# El Wire



## DarkLore (Jan 25, 2009)

Do any of you have experience with EL Wire or other types of Glow Wire? I have a brain jar that wired with 4 x c7 Christmas lights. It works fine, but the bulbs get hot. I want a cooler solution but not with LEDs.

http://www.hobbycity.com/hobbycity/store/uh_viewItem.asp?idProduct=8223


----------



## DarkLore (Jan 25, 2009)

Still looking for help, opinions, whatever. Light conversation...how was your day? Geez, it's lonely in here with those other threads lingering on the top of the list.

Surely with all these haunters...someone has tried using luminous wires before. I have an enclosure with a hole in it that's about 9 inches diameter. My glass brain jar fits that hole. I want to light the jar from inside the enclosure by casting some type of green light around the base of the jar.

I may have to resort to a small string of twinkle bulbs...maybe leds...but I'd like to know a little about glow wire first. What does it take to power it? Can it be cut to length? 

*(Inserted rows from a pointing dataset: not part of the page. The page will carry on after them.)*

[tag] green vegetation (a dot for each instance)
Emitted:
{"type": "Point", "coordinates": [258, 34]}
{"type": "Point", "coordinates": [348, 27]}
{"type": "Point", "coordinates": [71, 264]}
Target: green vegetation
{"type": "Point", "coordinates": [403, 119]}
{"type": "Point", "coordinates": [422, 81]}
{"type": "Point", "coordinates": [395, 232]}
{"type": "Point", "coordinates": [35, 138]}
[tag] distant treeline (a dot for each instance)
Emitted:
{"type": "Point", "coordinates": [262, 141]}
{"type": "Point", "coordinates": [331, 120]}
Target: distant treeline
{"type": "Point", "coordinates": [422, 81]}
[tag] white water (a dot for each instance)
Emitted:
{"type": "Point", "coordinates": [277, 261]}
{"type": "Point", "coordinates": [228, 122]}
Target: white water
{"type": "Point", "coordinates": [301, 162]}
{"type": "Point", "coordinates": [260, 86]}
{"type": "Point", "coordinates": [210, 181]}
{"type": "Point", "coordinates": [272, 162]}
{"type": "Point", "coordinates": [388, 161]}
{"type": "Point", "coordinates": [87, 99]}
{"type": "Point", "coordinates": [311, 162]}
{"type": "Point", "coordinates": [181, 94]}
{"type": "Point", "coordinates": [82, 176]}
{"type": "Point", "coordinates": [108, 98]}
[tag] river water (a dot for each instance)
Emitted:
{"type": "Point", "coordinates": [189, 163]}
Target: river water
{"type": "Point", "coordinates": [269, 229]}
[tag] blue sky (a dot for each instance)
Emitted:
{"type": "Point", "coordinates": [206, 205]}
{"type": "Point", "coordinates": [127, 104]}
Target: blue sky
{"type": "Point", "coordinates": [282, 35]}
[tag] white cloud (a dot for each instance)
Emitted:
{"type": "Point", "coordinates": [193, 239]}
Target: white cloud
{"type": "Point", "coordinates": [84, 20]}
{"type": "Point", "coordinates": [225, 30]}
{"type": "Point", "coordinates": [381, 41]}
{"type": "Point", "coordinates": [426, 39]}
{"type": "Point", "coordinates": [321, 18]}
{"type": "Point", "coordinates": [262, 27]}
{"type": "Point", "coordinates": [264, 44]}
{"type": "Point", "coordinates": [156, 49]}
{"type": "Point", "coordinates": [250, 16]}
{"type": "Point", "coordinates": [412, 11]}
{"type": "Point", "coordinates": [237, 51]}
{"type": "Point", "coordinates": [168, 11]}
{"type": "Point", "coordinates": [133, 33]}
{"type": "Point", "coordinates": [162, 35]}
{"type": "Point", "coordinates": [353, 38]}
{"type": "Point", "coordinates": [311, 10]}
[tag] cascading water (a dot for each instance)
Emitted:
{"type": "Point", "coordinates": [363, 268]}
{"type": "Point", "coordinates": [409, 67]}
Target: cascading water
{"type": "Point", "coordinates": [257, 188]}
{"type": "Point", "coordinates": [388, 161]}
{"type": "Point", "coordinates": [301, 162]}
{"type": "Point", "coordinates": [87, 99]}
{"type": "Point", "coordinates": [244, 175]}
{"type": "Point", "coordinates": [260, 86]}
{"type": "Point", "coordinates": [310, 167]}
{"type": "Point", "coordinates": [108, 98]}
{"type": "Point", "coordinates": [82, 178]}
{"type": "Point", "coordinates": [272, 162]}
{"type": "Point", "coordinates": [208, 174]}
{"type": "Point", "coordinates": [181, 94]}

What about rope light? It's probably also too hot. But - can rope light sustain being cut to only about 15 inches long? Anything special that needs to be done or simply cut it?

I'm also considering some type of fake water - like the plastic or gel stuff you use to mount plants in a vase.....for inside the bottom of the jar. I'd like something that diffuses the light a bit so it gives a better glow.


----------



## Meat Tickler (Sep 7, 2009)

*Alternative*

I had trouble getting the proper lighting with glow wire, so I went to hobby town usa and bought a bundle of n-scale layout train lights, (just the bulbs)that are approx. 8mm in length and 3mm in diameter. They are 12v dc or ac lights, and do not require a resistor like led's, and for about 8.00 you can get a 12vdc controller for trains that will run the lights. they are very cool, but are also very bright when on full power, I like them because I can control the brightness for the desired effect I want with the controller. I run almost 120 lights with the controller and have had no problems yet. MT


----------



## DarkLore (Jan 25, 2009)

Interesting suggestion. In my case, the brightness doesn't need to be adjustable and I'm not using a controller for this prop. It's more of a switchbox that can run power to other props or lights.


----------



## The Watcher (Sep 13, 2008)

I don't know of any cool ac lights. My friend used the el wire on his electric chair. I think he said you need a transformer every 22 ft. It might of been less. But you need it to be in a dark place. in his garage during the after noon. You couldn't even tell it was on.


----------



## DarkLore (Jan 25, 2009)

Is there anything special about a transformer or is it simply a wall wart? As for the amount of light...my prop lights up in other ways. For this light...I'm only concerned about the night environment. I'll try to post a thread on the prop later today.


----------



## fritz42_male (May 5, 2009)

The transformers aren't normal wall warts - they generate higher voltages I believe.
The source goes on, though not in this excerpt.